You could also configure ssh to use compression by default (see details in link below).

This page has a good overview of using ssh with mercurial: collaborating-with-other-people

Thursday, October 18, 2012

bash while loops and pipes

In bash, if you pipe into a while loop, the while loop is run in a subshell. This means that you're going to be very disappointed if you were hoping to capture data/variables within the loop.

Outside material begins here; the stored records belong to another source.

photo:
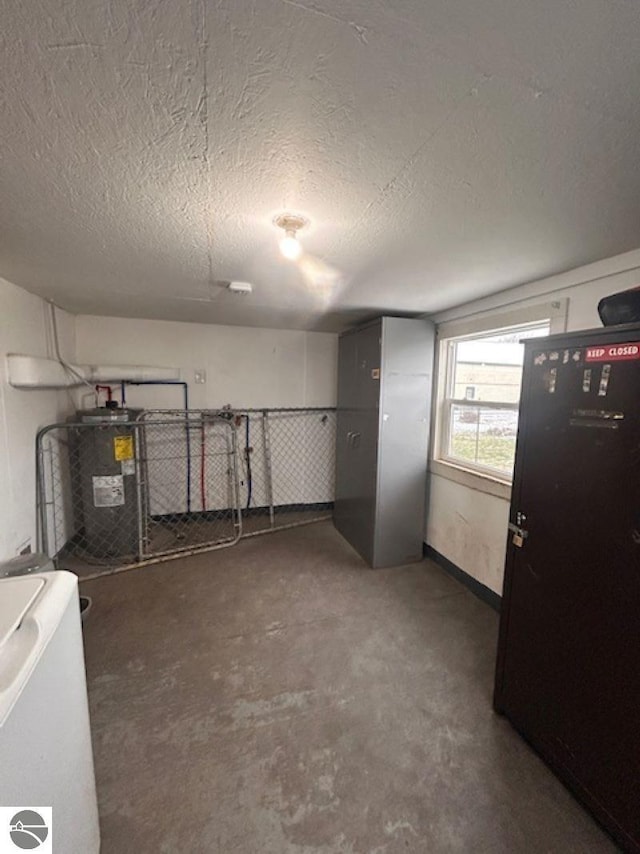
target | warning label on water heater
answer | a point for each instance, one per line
(123, 448)
(108, 490)
(613, 352)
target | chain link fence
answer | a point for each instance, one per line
(173, 482)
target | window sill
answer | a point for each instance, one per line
(492, 485)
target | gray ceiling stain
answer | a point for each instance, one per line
(442, 151)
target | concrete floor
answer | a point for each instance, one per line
(281, 697)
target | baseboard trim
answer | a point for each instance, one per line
(476, 587)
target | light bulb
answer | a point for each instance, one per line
(290, 246)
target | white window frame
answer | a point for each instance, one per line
(482, 478)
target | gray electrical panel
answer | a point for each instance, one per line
(385, 373)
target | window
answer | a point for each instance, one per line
(479, 415)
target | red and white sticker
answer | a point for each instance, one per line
(613, 353)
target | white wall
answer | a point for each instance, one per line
(245, 367)
(25, 328)
(467, 526)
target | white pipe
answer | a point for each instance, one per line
(35, 372)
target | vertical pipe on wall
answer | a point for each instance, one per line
(266, 439)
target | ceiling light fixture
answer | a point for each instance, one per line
(291, 224)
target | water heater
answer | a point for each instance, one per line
(105, 490)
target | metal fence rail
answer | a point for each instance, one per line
(286, 463)
(176, 482)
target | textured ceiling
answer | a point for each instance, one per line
(443, 150)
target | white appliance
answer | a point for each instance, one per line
(45, 740)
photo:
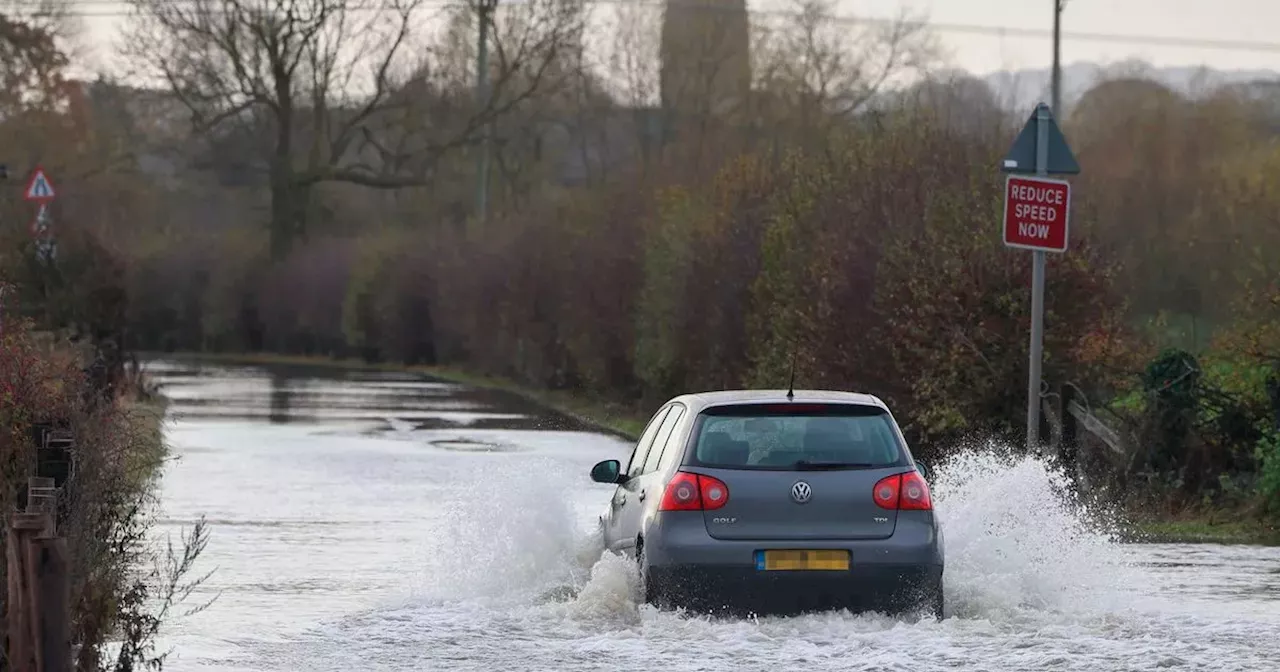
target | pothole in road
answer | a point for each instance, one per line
(471, 446)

The work around is to not have the pipe there - which is possible through process substitution.

e.g.

echo -e "one\ntwo\nthree" | \
 while read name;
  do val=$name;
  echo $val;
 done;
echo $val

This outputs:

one
two 
three

Notice that the final value "three" is not printed twice as 'val' no longer contains a value.

And the work around:

while read name; 
 do val=$name;
 echo $val;
done < <(echo -e "one\ntwo\nthree")
echo $val

which now outputs:

one
two
three
three

Success! (or, if you're a "Bill and Ted's Bogus Journey" fan - Station!).

Monday, October 8, 2012

Mercurial file patterns

I wanted to add all the scripts in a directory tree to the local Mercurial repository. I was going to do something like this:

> find . -name \*.sh | xargs hg add

Which is nice enough (find and xargs go well together), but you can also do it using just Mercurial using patterns. e.g.

> hg add 'glob:**.sh'

The two most useful patterns (for me) are:

'*' match any text in the current directory only
'**' match anything in the entire tree

The patterns are much richer than this though; see hg help patterns for more on what's available (including regexes).

Tuesday, June 5, 2012

Removing VMWare Player - blank grey dialogue box

I've just spent way too long trying to upgrade VMWare Player on my laptop. The issue was that, when I tried to uninstall the incumbent version, I was presented with an unhelpful blank grey dialogue box... Notice the lack of, well, anything.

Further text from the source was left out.